How to foster conditions for security and peace in Libya?

There are many ways security and peace could be fostered in Libya, depending on what priorities are set. Some of these deal with military prospects, others with political decisions. In any case, acting efficiently in Libya requires several cornerstones.

Firstly, the constitutional stalemate has to be overcome, which requires a review of the composition of the Presidential Council and the promotion of certain principles, such as limiting the number of vice-presidents to two. Additionally, the presidential mandate should be set for a limited period of time. Furthermore, the fostering of more transparency in all political processes is a necessary step, as well as the creation of a National Planning Committee that will help overcome Libya’s demographic contradictions, and developing initiatives that help citizens engage in reconciliation efforts. In order to achieve these cornerstones however, additional elements are required, such as putting an end to the interference by others countries whose strategies are causing tensions in Libya, and finding a solution to political and military divisions and the way they are impeding the emergence of a strong army.

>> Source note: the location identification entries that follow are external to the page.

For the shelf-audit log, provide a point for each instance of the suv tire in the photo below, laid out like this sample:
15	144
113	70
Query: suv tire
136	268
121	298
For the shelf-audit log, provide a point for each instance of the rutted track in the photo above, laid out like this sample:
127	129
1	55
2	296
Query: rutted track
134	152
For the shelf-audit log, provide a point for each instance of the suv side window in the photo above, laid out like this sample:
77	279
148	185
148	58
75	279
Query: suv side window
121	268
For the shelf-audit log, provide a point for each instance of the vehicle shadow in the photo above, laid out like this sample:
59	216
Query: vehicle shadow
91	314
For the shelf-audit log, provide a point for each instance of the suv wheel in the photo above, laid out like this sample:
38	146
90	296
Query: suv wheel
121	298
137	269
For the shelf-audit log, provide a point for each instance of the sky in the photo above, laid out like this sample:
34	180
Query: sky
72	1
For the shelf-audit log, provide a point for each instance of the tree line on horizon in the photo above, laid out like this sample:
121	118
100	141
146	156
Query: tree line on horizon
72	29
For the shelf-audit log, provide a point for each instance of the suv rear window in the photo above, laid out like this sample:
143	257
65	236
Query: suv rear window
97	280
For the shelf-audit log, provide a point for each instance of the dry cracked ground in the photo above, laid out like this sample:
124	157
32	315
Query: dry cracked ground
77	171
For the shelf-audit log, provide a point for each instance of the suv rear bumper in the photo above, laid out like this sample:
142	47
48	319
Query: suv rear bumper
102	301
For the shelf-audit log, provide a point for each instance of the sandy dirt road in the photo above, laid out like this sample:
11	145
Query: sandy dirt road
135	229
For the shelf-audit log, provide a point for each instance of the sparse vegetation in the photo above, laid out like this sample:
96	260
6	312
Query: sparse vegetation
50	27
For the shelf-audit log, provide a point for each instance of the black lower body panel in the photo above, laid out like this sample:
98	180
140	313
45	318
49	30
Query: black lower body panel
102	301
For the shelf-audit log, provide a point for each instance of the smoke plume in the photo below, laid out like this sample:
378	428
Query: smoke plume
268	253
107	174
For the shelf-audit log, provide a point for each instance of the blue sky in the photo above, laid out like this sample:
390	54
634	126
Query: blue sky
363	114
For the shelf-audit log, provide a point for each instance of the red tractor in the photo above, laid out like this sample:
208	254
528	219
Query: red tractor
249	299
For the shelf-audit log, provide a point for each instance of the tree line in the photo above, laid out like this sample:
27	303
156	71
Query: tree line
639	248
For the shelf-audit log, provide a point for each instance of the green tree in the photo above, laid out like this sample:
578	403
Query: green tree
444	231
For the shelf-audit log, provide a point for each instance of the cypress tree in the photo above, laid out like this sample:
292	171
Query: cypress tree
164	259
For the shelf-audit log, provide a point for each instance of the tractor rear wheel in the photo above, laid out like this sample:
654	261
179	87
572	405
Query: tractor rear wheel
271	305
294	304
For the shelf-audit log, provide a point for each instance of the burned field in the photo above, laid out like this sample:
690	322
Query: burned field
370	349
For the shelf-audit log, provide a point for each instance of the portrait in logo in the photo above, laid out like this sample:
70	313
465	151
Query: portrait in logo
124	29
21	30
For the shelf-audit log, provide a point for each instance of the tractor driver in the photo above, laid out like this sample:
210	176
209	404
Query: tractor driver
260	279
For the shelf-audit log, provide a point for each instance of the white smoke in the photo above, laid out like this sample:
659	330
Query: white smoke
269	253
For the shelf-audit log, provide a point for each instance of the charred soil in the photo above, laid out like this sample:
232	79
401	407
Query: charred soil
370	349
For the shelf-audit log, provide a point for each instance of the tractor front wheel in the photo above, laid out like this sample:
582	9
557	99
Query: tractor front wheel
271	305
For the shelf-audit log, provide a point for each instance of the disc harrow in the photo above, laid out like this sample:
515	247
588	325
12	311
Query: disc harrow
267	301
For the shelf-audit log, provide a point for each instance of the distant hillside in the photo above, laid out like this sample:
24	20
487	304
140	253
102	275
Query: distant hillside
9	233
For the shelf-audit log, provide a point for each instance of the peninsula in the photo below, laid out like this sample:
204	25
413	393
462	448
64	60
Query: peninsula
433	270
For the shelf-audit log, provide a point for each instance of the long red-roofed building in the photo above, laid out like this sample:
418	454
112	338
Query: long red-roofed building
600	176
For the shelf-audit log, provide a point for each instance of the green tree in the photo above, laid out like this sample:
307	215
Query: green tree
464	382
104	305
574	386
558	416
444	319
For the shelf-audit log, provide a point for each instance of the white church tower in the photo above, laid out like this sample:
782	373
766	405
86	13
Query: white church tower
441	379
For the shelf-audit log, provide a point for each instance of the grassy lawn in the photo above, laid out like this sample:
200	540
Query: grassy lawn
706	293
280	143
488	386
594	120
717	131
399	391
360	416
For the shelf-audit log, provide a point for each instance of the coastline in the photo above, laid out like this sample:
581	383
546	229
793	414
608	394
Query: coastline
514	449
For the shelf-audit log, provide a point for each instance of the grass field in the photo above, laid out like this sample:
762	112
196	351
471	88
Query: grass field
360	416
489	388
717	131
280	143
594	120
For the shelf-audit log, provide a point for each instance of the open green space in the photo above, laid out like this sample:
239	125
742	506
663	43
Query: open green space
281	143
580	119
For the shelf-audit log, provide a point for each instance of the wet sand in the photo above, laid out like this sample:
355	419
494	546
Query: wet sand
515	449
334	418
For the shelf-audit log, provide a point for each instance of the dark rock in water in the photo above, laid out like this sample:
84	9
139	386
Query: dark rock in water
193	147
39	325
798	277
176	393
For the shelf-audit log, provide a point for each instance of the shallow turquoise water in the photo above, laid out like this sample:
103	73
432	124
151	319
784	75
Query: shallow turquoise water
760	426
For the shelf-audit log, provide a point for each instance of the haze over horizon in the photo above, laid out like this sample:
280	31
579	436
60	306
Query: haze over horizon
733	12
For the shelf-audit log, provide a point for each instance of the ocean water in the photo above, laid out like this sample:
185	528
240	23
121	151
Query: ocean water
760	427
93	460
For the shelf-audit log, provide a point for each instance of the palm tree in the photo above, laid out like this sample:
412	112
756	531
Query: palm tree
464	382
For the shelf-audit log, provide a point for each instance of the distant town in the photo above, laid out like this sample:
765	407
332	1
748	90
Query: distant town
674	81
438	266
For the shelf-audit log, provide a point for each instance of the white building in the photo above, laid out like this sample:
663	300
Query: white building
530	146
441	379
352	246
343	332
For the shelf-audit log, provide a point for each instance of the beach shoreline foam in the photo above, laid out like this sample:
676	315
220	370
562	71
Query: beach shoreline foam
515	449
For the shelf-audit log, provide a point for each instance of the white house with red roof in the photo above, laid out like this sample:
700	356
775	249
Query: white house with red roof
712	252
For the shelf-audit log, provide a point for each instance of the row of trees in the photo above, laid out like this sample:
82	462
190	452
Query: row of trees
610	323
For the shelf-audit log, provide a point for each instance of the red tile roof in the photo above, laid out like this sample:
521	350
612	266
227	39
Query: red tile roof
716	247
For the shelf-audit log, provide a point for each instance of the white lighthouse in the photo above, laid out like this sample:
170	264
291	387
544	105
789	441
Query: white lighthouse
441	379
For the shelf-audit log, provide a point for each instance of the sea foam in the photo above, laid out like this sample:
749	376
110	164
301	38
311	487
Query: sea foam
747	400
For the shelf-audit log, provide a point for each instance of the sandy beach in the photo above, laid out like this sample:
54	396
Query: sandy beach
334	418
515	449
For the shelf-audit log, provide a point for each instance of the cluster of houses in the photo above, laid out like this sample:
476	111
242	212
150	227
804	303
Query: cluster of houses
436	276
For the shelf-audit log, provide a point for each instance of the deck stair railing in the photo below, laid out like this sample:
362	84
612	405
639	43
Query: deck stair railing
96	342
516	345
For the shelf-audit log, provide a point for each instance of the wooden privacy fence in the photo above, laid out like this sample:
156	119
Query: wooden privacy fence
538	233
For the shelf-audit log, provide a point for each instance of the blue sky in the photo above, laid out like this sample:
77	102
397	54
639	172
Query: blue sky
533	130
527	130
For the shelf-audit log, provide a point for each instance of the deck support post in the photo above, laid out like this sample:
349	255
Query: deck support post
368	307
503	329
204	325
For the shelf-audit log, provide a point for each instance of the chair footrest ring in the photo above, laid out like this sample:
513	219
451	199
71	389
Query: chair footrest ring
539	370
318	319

The UN can make the difference and create conditions for stability and peace. The track record of the United Nations Support Mission in Libya (UNSMIL) may be seen critically in Libya by some people, such as those that consider that it has neglected numerous political parties and individuals that represented various ranges of the Libyan society (i.e. many of the parties that had been given official licenses with the end of the rule of Gaddafi). Others also criticize the UN for not having sufficiently worked towards facilitating new elections from which new figures could have better represented the population’s will. Nonetheless Libyans are almost unanimous in saying that UNSMIL is the only institution that can really guarantee a solution for Libya; they just consider that the UN should develop adapted and more adequate strategies that accurately target key problems and include all actors in negotiations. The many positive reactions that followed the announcement of the appointment of new UN special envoy to Libya Ghassan Salame come here as an opportunity for the intergovernmental organization to capitalize on the progress that has been achieved up to now and to act in a way that will allow Libyans to finally see the light at the end of the tunnel.

Solutions are possible in Libya. Some local initiatives have proved successful in contributing to stability and security in Libya. A recent example for this is the Mubadara 53 (Initiative 53), a plan that was launched in Tripoli and that reached a total of 53 Libyan towns and municipalities. The initiative, which encouraged municipal councils and important local actors to develop common initiatives meant to guarantee ceasefires and stability, proved successful. Some experts even consider the Mubadara 53 as a potential alternative to overcome the country’s political stalemate. But targeted and adequate international support is also seen as an important contribution to the sustained success of such initiatives.